Monday, September 04, 2006

Molding Young Minds

For the past month I've been tutoring a high school student who wants to get into A.P. French in this, her senior year. School starts for her tomorrow and in the next few days, she's slated to take the exam that was given to the honors level junior year French class in the spring. If she passes, she gets into the A.P. class. If not, she stays in the regular-level senior French class. I reeeeeeeeally want her to pass.

We worked on everything to the point of exhaustion: relative pronouns, comparatives and superlatives, si clauses, even the dreaded subjunctive. I worried a lot that I wasn't teaching her these concepts very well, that I was presenting them to her in a way completely opposite from the way the teachers at her school taught them, that I was leaving out essential points. But I must say that despite all that, I really enjoy tutoring, which I suppose makes sense. When I was teaching high school English, the only part I actually enjoyed was the one-on-one extra help sessions I had with my students. I'm definitely not one to get off on "performing" in front of a class.

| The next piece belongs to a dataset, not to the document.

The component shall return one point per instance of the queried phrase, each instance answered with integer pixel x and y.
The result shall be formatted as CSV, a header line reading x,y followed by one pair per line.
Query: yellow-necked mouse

Anyway, if such a thing is possible, I might be more nervous about this test than my tutee is. I feel like I've nurtured this little fledgling as carefully and as diligently as I could, and now I have to turn her out into the wild where she'll either sink or swim. Of course the stakes aren't quite so high, but I have still have my fingers and toes double-crossed for her. I guess you could say that somewhere along the way I got pretty invested in this whole thing.